Untuk mengantisipasi penumpukan kendaraan pada tanggal puncak tersebut, pemerintah menyiapkan kebijakan kerja fleksibel atau Work From Anywhere (WFA).
Kebijakan tersebut telah disetujui oleh Presiden Prabowo Subianto sebagai upaya mendistribusikan waktu perjalanan masyarakat agar tidak terkonsentrasi pada satu hari tertentu.

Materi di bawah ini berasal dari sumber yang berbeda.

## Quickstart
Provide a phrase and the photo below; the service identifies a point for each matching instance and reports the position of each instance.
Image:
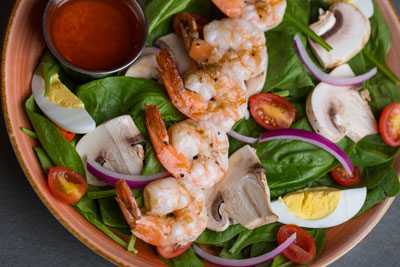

Rencananya kebijakan WFA akan berlaku selama lima hari dengan tujuan mendorong masyarakat melakukan perjalanan mudik lebih awal maupun menunda perjalanan balik.
Pemerintah mengusulkan jadwal WFA untuk arus mudik pada 16 hingga 17 Maret 2026 guna mengurangi potensi kemacetan pada puncak arus mudik 18 Maret. Sementara untuk arus balik, kebijakan tersebut direncanakan berlaku pada 25 hingga 27 Maret 2026 setelah masa cuti bersama berakhir.